The moving average convergence divergence (MACD) indicator is one of the most common tools investors and traders use to try to spot trend changes—the holy grail of the markets.
The MACD measures a stock's momentum and can aid investors in spotting shifts in that momentum that may betray price turning points.
- The MACD is one of the most commonly used indicators in technical analysis.
- The MACD measures price momentum and its signs of shifting momentum can be useful in signaling price turning points.
- One of the strongest MACD signals is divergence between price and momentum.
The Nature of Momentum
Momentum in markets is similar to momentum in the physical world. If you throw a ball in the air, it will ascend at a slower and slower pace until it reverses course and begins falling. And the same is true in markets.
Changes in price trends are almost always preceded by changes in momentum, which can probably most easily be detected with the MACD indicator.
Understanding the MACD
The MACD was developed by Gerald Appel, whose goal was to chart momentum by measuring the relationship between two exponential moving averages (the default setting for the indicator is the 12-day and 26-day averages).
To confirm changes in momentum, a nine-day exponential moving average is added as a signal line (the red line in Figure 1). Roughly speaking, a buy signal occurs when the MACD line crosses above the signal line, and a sell signal occurs when the MACD line falls below the signal line. In an attempt to optimize these signals, it was found that 12- and 26-day moving averages for long-term signals and seven and 18-day moving averages for short-term signals were ideal.
Channeling the MACD
The practice of drawing trendlines on a stock chart is as old as stock charts themselves. But what you may not know is that you can also draw trendlines on the indicators, such as the two-line MACD. Drawing support and resistance levels creates a channel of action that offers a clearer picture of the trend's momentum.
If the two moving averages are diverging, then momentum is increasing, and if they are converging, then momentum is weakening. The distance between the two is graphed in what is called a MACD line, as seen in black in Figure 1.
In Figure 2, we measured the stock's trend strength by creating a channel. To create the channel, draw support by connecting the bottoms and determine the return line by connecting the tops of the MACD.
In November 2008 and then in February 2009, the MACD created lower highs while the stock price created equal highs; this is called divergence and tells investors that the stock is losing momentum. Investors could choose short positions when the MACD line bounces down off resistance. The short position may be covered when the MACD line reaches support at the channel's bottom or for long-term trades when the channel is broken like it was near the end of April 2009.
If we had looked at Figure 3 in July 2008, we may have noticed that the MACD was making higher lows and diverging from the stock price.
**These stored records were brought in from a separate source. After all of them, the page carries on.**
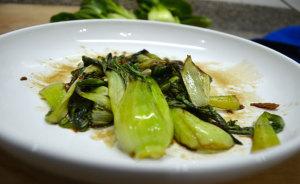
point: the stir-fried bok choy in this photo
(151, 101)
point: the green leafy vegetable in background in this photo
(150, 101)
(177, 11)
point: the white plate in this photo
(24, 132)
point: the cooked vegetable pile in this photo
(151, 101)
(176, 11)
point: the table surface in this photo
(14, 171)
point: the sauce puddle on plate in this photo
(240, 80)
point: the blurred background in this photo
(245, 18)
(250, 19)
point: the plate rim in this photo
(273, 154)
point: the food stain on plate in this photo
(240, 80)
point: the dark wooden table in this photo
(14, 171)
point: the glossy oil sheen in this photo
(25, 134)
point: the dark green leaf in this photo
(63, 16)
(200, 21)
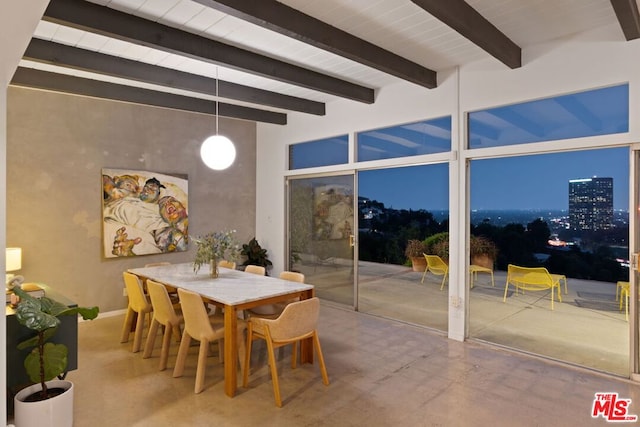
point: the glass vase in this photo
(213, 268)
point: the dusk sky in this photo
(525, 182)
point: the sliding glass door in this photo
(321, 234)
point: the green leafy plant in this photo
(255, 254)
(47, 360)
(215, 246)
(480, 245)
(415, 248)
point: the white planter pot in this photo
(54, 412)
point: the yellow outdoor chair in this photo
(298, 321)
(532, 279)
(624, 289)
(437, 266)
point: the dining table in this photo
(233, 291)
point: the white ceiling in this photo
(398, 26)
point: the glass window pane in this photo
(412, 139)
(323, 152)
(590, 113)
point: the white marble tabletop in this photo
(231, 287)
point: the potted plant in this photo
(255, 254)
(482, 251)
(47, 401)
(415, 251)
(438, 244)
(214, 247)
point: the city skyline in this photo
(512, 183)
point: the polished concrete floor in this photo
(586, 328)
(382, 373)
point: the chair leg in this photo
(323, 368)
(247, 356)
(182, 355)
(274, 370)
(137, 336)
(444, 279)
(202, 365)
(151, 339)
(424, 274)
(126, 328)
(294, 354)
(166, 342)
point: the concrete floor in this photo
(382, 373)
(595, 335)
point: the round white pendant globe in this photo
(218, 152)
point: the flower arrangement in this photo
(214, 247)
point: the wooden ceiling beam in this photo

This phenomenon is called divergence, and is one of the strongest signals of a possible reversal. In November, the reversal was confirmed when the MACD created a major higher low, demonstrating a buildup in bullish momentum.
January 2009 saw the stock make a brand-new high when it broke long-term resistance. However, the MACD showed that momentum wasn't confirming the breakout. The MACD kept falling as the stock attempted to establish support near the $80 level. When the stock broke support, the MACD broke its support line, confirming that the stock would not maintain its current price level and investors should sell their shares.
The strength of the current trend can be measured by channeling the MACD. Spot trend reversals by looking for divergences in momentum as measured by the MACD channel. Determine the buy and sell signals using the MACD crossovers or bounces off the channel's lines. Learning to implement and recognize these signals helps investors increase their profits when trading short and intermediate-term trends.